Her association with an e-girl image has been covered in the media, with publications having cited her as influencing the e-girl aesthetic commonly found on TikTok. Kotaku and Business Insider have described Delphine as a "peak self-aware e-girl", and as a figure that some may point to as "a symbol of the first wave of e-girl", respectively. Kitty Guo of Vice also noted that over time, Delphine "moulded herself into the platonic ideal of an e-girl," as her content began leaning more into "a carefully crafted pastel-fairy-princess-anime aesthetic". Guo also labelled Delphine as an "Extremely Online" person. Delphine's e-girl image has also been reviewed in academia; in an article for Television & New Media, Christine H. Tran wrote that "Delphine's self-sexualization and hyperfeminized image refuse the normative associations of game streaming as a masculinized profession," and stated that Delphine's career lent context to "storied ascent and reclamation" of the term e-girl.
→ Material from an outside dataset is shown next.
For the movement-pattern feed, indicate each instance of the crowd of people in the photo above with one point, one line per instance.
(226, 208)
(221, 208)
Delphine's gamer girl image and her leaning into related tropes has also been acknowledged. On her polarising social media presence, London Evening Standard wrote that Delphine "has sparked a flurry of debate online, with fans branding her everything from a master manipulator to a harmful sexist stereotype of gamer girls". Madeleine Aggeler of The Cut concurred, commenting:

Delphine herself has become something of an online Rorschach test, a figure in whom people see either a brilliant performance artist making a scathing commentary on the expectations of women online or someone cravenly taking advantage of misogynistic tropes of women gamers and appropriating Japanese cosplay culture.

After the success of Delphine's bath water product, Rivera opined "even the notion of 'gamer girl bath water' plays with all manner of stereotypes about women in games and how some men see them: as mythical unicorns to lust after". Lela London, writing for The Telegraph, opined that "for women to truly escape gaming's gendered grip, we need to raise more non-fetishised Gamer Girls to the top. Belle Delphine is proof there is still quite a way to go". Rolling Stoness EJ Dickson described Delphine's posts as being more "bizarre" and "ridiculous", rather than "overtly sexual", and opined that "Such content appears to indicate that Delphine is leaning into—if not overtly parodying—the perception of the ideal girl as a hot, innocent young thing whose desire to play Fortnite is only eclipsed by her desire for nerdy gamer boy dick". Dickson also opined on why Delphine attracts much controversy, writing that:

Delphine markets herself as a 'gamer girl', which engages with a very specific stereotype about women in gaming. In the gaming community, there's a longstanding perception of female gamers as desperate attention-seekers who sexualise themselves to get more views and capitalise on horny dudes' desire for nerdy female counterparts.